When Hamlet’s jealous uncle begins plotting against him, Ofelia is determined to protect him through any means necessary, setting up a journey that sees Hamlet and Ofelia driven out of Denmark and towards the Angles and the court of King Aethelfrith of Bernicia. Ofelia is by Hamlet’s side through everything – including battles and political allegiances – and uses every skill and wile at her disposal to ensure that Hamlet remains safe and can return to Denmark to claim his rightful place on the throne. But in the end, it could be Ofelia’s heart that proves the greatest betrayer of all.
“Ofelia was made of steel, tempered and hardened in her parents’ funeral pyre, and no one, not even Hamlet, would grind or bend or shape her to their own ends.”
This is the story of Hamlet and Ophelia re-told, yes, but it also goes far beyond the two people at its heart, digging deep into history, politics and warring kings and their courts to craft a rich and vivid context in which the story can unfold in all of its deeply intricate and realistic detail. And what truly incredible detail it is too. It’s clear from the very first page that Courtney has put a lot of careful research and all of her due attention into Fire Queen, and in doing so she brings the 7th Century world of her story to life effortlessly, drawing from the Scandinavian legend of Amleth and rooting her story in her characters’ Norse religion, festivals and traditions.
While the world-building of this novel is truly impressive and immersive, Fire Queen is, ultimately, driven by its characters, all of whom are complex, flawed and authentic figures. Ofelia, unsurprisingly, is the standout, drawn as a sincere, strong-willed and passionate character who values loyalty and duty and stands by her choices, her men and her friends through everything. Her arc is a refreshing and historically sound one, giving readers a female character with agency and a society that doesn’t condemn her for not choosing the typically female role. Hamlet, too, is a brilliant character and also the one who perhaps shows the most development, growing from a young, relatively carefree and hopeful young man into a determined, driven and impressive ruler.

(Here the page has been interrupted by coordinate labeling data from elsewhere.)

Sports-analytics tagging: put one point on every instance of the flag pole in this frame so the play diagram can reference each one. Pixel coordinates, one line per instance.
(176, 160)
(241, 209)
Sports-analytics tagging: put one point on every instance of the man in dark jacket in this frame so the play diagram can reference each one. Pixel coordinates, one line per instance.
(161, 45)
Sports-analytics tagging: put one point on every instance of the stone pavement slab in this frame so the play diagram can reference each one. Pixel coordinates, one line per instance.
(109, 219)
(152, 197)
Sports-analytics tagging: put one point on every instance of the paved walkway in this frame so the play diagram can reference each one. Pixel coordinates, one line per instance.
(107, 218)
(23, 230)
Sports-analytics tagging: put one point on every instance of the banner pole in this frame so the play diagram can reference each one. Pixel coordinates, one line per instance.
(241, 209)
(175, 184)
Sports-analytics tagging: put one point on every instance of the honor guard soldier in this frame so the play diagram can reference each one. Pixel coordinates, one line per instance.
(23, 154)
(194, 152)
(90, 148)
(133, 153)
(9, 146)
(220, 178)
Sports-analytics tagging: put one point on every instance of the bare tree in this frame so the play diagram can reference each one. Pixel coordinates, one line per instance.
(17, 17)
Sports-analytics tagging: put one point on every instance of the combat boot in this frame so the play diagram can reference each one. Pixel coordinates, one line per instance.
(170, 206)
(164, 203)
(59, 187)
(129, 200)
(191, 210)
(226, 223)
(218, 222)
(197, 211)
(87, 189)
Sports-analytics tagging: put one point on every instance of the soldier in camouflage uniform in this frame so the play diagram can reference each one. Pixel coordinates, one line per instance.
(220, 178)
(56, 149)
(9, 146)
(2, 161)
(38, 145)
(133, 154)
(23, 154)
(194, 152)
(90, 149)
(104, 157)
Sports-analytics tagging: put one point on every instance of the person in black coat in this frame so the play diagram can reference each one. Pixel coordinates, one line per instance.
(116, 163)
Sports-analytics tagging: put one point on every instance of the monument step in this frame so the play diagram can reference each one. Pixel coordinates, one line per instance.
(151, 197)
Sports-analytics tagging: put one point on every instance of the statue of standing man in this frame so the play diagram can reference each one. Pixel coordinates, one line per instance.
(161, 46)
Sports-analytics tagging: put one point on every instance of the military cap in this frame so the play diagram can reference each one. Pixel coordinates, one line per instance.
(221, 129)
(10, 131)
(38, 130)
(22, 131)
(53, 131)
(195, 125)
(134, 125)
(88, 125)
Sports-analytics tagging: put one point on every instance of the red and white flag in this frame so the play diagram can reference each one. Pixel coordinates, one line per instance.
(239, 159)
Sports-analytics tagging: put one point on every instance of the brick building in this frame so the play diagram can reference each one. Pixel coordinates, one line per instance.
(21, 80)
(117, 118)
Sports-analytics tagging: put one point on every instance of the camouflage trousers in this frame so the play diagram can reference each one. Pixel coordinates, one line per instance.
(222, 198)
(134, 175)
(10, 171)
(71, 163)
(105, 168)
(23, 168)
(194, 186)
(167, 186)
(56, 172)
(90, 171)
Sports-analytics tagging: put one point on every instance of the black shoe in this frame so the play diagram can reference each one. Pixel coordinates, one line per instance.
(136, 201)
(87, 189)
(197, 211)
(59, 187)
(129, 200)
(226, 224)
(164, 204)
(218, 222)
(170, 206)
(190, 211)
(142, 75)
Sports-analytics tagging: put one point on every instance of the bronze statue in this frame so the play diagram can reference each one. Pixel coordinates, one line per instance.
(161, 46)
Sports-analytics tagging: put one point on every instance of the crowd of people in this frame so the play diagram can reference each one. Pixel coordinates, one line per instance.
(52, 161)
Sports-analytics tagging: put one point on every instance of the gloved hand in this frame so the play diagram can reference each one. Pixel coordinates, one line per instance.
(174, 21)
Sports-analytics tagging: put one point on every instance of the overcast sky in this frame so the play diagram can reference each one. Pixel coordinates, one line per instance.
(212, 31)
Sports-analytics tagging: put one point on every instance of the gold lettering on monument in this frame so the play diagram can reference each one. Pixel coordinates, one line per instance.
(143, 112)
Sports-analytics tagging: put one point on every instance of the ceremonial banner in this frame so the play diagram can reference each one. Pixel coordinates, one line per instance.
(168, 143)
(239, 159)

But this is also a historical epic in every sense of the word, and the action ripples out even further than the story at its core – that of Ofelia, Hamlet and the battle for Denmark’s crown – to varying degrees of success. From the second part of this novel onwards, Denmark is a constant presence, but not the immediate concern. Instead, Fire Queen takes readers across to Bernicia, delving into the royal court of King Aethelfrith and his daughter Flora and his own battles for land against Dal Riata and its King Aedan, wars that Hamlet and Ofelia are drawn into as they’re left waiting and building up their own army to attack Hamlet’s uncle Feng in Denmark. There are strong elements in these parts of the novel – the battles are re-told in incredibly evocative detail and Flora is a wonderful character in her own right, while her relationship with Ofelia is a fascinating one to see unfold – but it also ended up veering a little too far away from the central aspects of the story for me, becoming more of a novel about warring clans and clashing religions for longer than I was anticipating.
Joanna Courtney’s Fire Queen is less Hamlet re-told and more Hamlet as it really happened, so anyone expecting an alternative slant on the Shakespeare play is going to be left disappointed. Instead, Fire Queen offers up a historical fiction novel at its finest, with strong, bold characters and a rich setting that’s brought painstakingly to life in sharp and accurate detail. It’s also a true epic, spanning heroic quests, royal courts, love, war, marriage, politics, murder and more. While Fire Queen is therefore perhaps just a little too long and a little too broad in scope for some readers, there’s no denying that it has been wonderfully written and maintains a quick, exciting pace throughout, making this a completely absorbing, wholly entertaining and riveting read.